Pennsylvania prosecutors use TrueAllele in homicide guilty plea

Back to Publications

Simple Reporting of Complex DNA Evidence: Automated Computer Interpretation

Perlin, M.W. Simple reporting of complex DNA evidence: automated computer interpretation in the Proceedings of Promega's Fourteenth International Symposium on Human Identification. Phoenix, AZ, 2003.


Downloads

Article


Abstract

Complex DNA evidence (e.g., mixed, degraded, or small amounts of DNA) can confound straightforward approaches to interpretation and reporting. Reporting simplicity here has four components: (1) rapid turnaround time to the police or prosecutors who need DNA answers, (2) high information content that provides a useful discriminating power (DP), (3) understandable results that can be presented to the layperson, and (4) admissibility in court that reflects the underlying reliability of the scientific methods employed.

We have developed a fully automated expert computer system that interprets complex DNA evidence based on mathematical models of the STR process, and a hyper-modern statistical assessment of certainty. After taking several minutes to consider thousands of numerical variables, the computer can present the results of its rigorous deliberations as ordinary probabilities that are understandable to juries. This paper describes the collaborative study design, data generation, analytic interpretation, and scientific results obtained in validating our expert system.

The validation study was designed collaboratively with crime labs in Florida, Maryland, and Virginia. The "mock rape kit" approach analyzed a set of two contributor "sperm fraction" DNA mixtures (10%, 30%, 50%, 70% and 90% proportions; at 1.0, 0.5, 0.25 and 0.125 ng dilutions), along with their "victim" reference samples.
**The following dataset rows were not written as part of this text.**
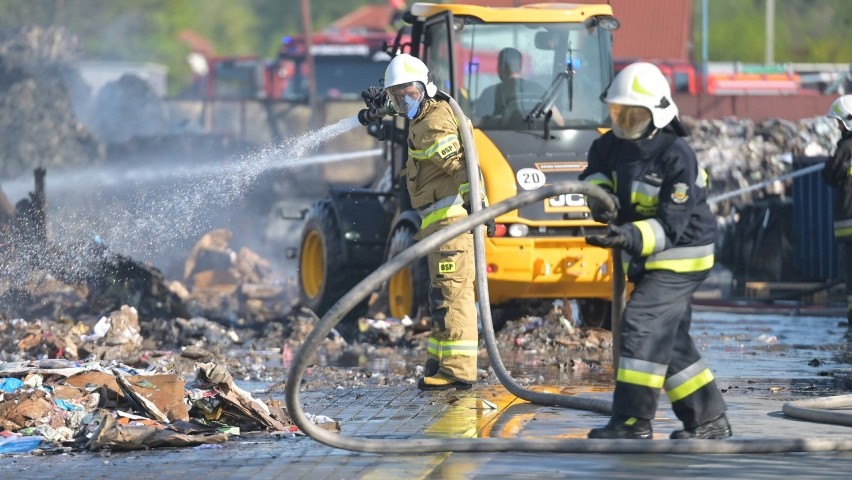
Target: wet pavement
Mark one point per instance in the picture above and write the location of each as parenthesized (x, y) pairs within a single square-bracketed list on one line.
[(760, 361)]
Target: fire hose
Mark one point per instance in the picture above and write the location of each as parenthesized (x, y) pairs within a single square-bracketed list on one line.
[(475, 221)]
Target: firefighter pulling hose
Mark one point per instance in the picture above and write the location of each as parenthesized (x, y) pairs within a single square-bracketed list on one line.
[(507, 150), (475, 220)]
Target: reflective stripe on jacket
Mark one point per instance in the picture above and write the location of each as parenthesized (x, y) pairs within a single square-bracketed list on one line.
[(436, 167), (837, 173)]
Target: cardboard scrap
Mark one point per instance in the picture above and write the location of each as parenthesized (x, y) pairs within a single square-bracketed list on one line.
[(115, 436)]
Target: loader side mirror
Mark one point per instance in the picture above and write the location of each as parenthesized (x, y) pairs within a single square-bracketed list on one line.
[(288, 214), (544, 40)]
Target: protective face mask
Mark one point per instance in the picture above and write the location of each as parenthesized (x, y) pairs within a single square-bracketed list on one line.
[(412, 106)]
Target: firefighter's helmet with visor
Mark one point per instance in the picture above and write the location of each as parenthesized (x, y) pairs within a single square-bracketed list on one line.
[(841, 109), (407, 84), (638, 96)]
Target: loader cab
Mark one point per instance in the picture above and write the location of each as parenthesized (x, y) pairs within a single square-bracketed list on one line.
[(520, 75)]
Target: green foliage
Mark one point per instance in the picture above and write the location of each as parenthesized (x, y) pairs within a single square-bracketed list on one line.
[(149, 30), (805, 31)]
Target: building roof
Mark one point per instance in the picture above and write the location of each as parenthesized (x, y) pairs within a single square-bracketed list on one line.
[(650, 29), (369, 18)]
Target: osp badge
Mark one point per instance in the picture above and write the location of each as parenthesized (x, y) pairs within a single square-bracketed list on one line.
[(680, 193)]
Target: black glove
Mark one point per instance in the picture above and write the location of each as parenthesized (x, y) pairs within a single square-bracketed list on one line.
[(600, 212), (490, 226), (619, 236), (374, 98)]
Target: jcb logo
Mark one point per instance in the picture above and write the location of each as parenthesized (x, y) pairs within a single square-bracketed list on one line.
[(567, 200)]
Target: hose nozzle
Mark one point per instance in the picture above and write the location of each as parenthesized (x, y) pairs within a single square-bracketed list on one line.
[(368, 116)]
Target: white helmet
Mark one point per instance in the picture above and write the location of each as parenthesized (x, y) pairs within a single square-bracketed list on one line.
[(643, 84), (841, 109), (404, 69)]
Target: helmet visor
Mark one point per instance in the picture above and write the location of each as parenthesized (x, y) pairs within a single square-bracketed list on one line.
[(397, 94), (628, 117), (629, 122)]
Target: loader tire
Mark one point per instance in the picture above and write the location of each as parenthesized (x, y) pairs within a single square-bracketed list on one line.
[(408, 289), (596, 312), (323, 276)]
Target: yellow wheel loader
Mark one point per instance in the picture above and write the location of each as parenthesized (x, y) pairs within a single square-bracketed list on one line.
[(538, 134)]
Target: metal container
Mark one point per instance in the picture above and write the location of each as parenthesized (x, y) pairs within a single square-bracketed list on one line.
[(815, 252)]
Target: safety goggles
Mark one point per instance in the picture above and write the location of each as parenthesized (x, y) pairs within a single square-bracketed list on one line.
[(397, 94)]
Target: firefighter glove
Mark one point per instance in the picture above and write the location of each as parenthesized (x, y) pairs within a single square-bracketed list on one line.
[(619, 236), (490, 226), (600, 212)]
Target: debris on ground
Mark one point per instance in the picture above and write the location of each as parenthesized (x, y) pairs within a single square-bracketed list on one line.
[(97, 405)]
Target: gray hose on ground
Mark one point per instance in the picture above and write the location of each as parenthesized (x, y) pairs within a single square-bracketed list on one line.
[(435, 445), (581, 403), (817, 409)]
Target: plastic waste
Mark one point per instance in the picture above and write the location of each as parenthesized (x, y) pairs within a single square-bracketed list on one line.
[(19, 444)]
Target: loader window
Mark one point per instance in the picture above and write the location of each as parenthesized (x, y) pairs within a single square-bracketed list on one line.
[(504, 69)]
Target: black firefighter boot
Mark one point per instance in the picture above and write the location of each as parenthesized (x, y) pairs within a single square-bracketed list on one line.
[(622, 426), (715, 429)]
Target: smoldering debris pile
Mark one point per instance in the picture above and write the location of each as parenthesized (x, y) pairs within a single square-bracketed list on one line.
[(36, 112), (739, 152), (99, 405)]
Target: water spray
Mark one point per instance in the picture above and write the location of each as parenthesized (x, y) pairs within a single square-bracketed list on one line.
[(476, 221)]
NIST prepared the mixed DNA stock solutions in known proportions for two individual pairs, and sent these materials to the ten participating forensic laboratories. Each lab followed detailed study protocols, generated PCR data for 56 templates, and sent their original sequencer data to Cybergenetics for automated computer interpretation. In addition, each lab also provided about 100 single-source samples that were used for calibrating their PCR process and artifacts (stutter, preferential amplification, peak variation, etc.). All STR chemistries and DNA sequencers in current forensic use were represented.

Cybergenetics ran their sequencer-independent TrueAllele® program on the original lab data to generate a database of quality checked, quantitated peaks (under five minutes of human time per gel). The interpretation expert system was then applied to these data (no human time). The calibration produced graphs of stutter and pref amp for each marker. The automated mixture analysis for each lab's 40 unknown suspect cases (mixture and reference data, but no suspect data) yielded an estimate of the mixing proportion, the genotype confidence set at each locus, and quantitative bar graphs that permitted rapid visual comparison between the observed data and the best genotype model. These computer results were reviewed by each laboratory.

The DNA templates and the computer interpretation were the same throughout the study, so we could compare the amount of information present in each laboratory's data. Our key information measure was discriminating power: the probability that a randomly selected person from the population matches the inferred unknown suspect profile. Unlike conventional measures (e.g., CPE, likelihood ratios), our computed DP is an understandable probability result that reflects the computer's detailed consideration of all feasible genotypes, and captures all relevant information. We (1) found that DP is an accurate measure of laboratory data quality, (2) established a quantitative relationship between mixture proportion and template dilution relative to information content, and (3) showed how the computer could combine multiple mixture samples at low DNA concentration without any reference sample to derive very high unknown suspect DP.

The legal admissibility of our scientific approach was established by the reliability demonstrated in our collaborative validation study. All points of Daubert were addressed: testability, error rate, peer review, and general acceptance. These admissibility issues are detailed in this paper. We have validated an expert computer approach to the interpretation of complex DNA evidence that is objective, unbiased, reproducible, reliable and admissible. Moreover, the system generates simple and understandable results that are useful in court.